" C’est avec une grande tristesse dans le cœur que je dois vous annoncer la mort de Mlle Honorine RASOAMANALNA, la vice-présidente d’Akamasoa. Elle a été retrouvée morte ce dimanche matin, à 6 heures, dans un canal, à quelques mètres de sa maison. Plusieurs blessures à la tête montrent qu’elle a été tuée d’une façon horrible, et son corps est actuellement à l’hôpital pour une autopsie. Nous restons consternés devant cet acte horrible et odieux.
Je veux rendre témoignage à Mlle Honorine RASOAMANALNA qui a travaillé avec nous à Akamasoa pendant 24 ans, manifestant dès le début un grand amour pour l’accueil et le soin des pauvres. À l’accueil des familles de la rue à Mangarivotra, c’est justement là qu’elle a débuté. Là, j’ai vu combien elle était sensible à la douleur des autres. Ce qui a fait qu’après quelques années, on l’a appelée pour rejoindre le bureau Akamasoa, c’est-à-dire le groupe restreint des personnes qui ont tout donné pour servir leur prochain. Ainsi elle est devenue une personne d’une grande confiance. Elle a reçu la mission de gérer tous les travaux d’Akamasoa à l’intérieur de Madagascar : dans la région de Fianarantsoa, Safata, d’une part, où elle a été responsable de la construction d’une trentaine d’écoles publiques. Dans la région du sud est, ensuite, Vangaindrano, Matanga, Ampitafa, où après le cyclone Geralda elle allait animer et surveiller le travail d’Akamasoa pour encore une fois construire une vingtaine d’écoles publiques abîmées par le cyclone.
Elle a aussi longuement travaillé avec les paysans, et fait beaucoup pour le développement de la campagne et le reboisement. Cette campagne qu’elle aimait, avec toutes ces fleurs qu’elle aimait aussi, qu’elle ramassait, dont elle cherchait les semences pour ensuite les replanter, chez elle, dans sa maison, ou bien dans les villages d’Akamasoa, révélant par là une réelle âme pour la beauté.
Au caractère, c’était une personne d’un courage exceptionnel, d’une authenticité et d’une limpidité d’âme très grandes. Ce qu’elle croyait, elle le faisait. Jamais elle n’a parlé de choses dont elle n’était pas convaincue, mais au contraire, elle s’élevait pour défendre sa foi et ses convictions, n’hésitant jamais à dire la vérité, dénonçant tout ce qu’elle voyait autour d’elle d’injuste ou de malhonnête. À plusieurs reprises elle a montré ce courage devant les représentants de l’ordre, gendarmerie et mairie, les questionnant, les appelant à être plus honnête dans leur travail et à aider vraiment les paysans malagasy à se mettre debout. Depuis deux ans elle avait attrapé la fièvre typhoïde, une maladie qui lui a fait beaucoup de mal. Mais avec son courage et sa rage d’aider son peuple, elle a pu vaincre cette maladie. À peine guérie, elle était déjà revenue prendre part à notre travail.
Mlle Honorine était une héroïne de son pays, méconnue des médias et des instances officielles, mais travaillant avec beaucoup d’abnégation et de sacrifice pour son peuple.
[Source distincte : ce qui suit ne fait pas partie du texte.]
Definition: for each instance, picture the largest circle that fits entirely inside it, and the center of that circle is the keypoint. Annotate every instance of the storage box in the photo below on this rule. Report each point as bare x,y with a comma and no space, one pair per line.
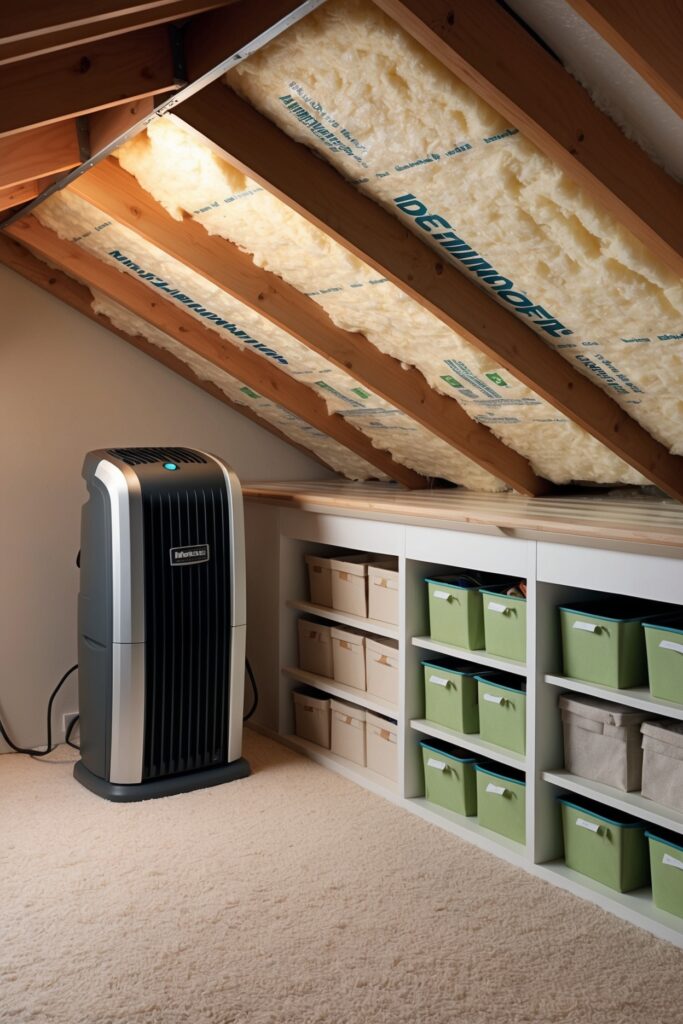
603,642
451,695
311,716
667,870
348,731
382,668
605,845
664,644
382,745
502,800
663,763
314,647
503,709
383,592
450,777
504,623
319,580
602,740
348,656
Ce qui nous fait mal au cœur, c’est qu’elle est tombée comme un cèdre face à la méchanceté des hommes, car sa vie a été arrêtée par un meurtre perpétré froidement par des malfaiteurs encore inconnus, à quelques mètres seulement de la maison où elle vivait. Le matin même, elle avait assisté à l’Assemblée Générale d’Akamasoa, se voyant réélire vice-présidente à force de hourras et de mains levées. Ce qui démontre une fois de plus qu’elle était très appréciée par tous ses compagnons de travail et de lutte. C’est pour cela que notre peine est grande aujourd’hui, d’autant plus que sa mort est arrivée d’une façon aussi imprévue que brutale. Elle qui aimait tellement son pays, ses compatriotes, la vérité et la justice, elle est morte à l’image de tous les combattants qui donnent leur vie pour l’amour de leur patrie et de leur peuple. ", raconte avec tristesse le père Pedro.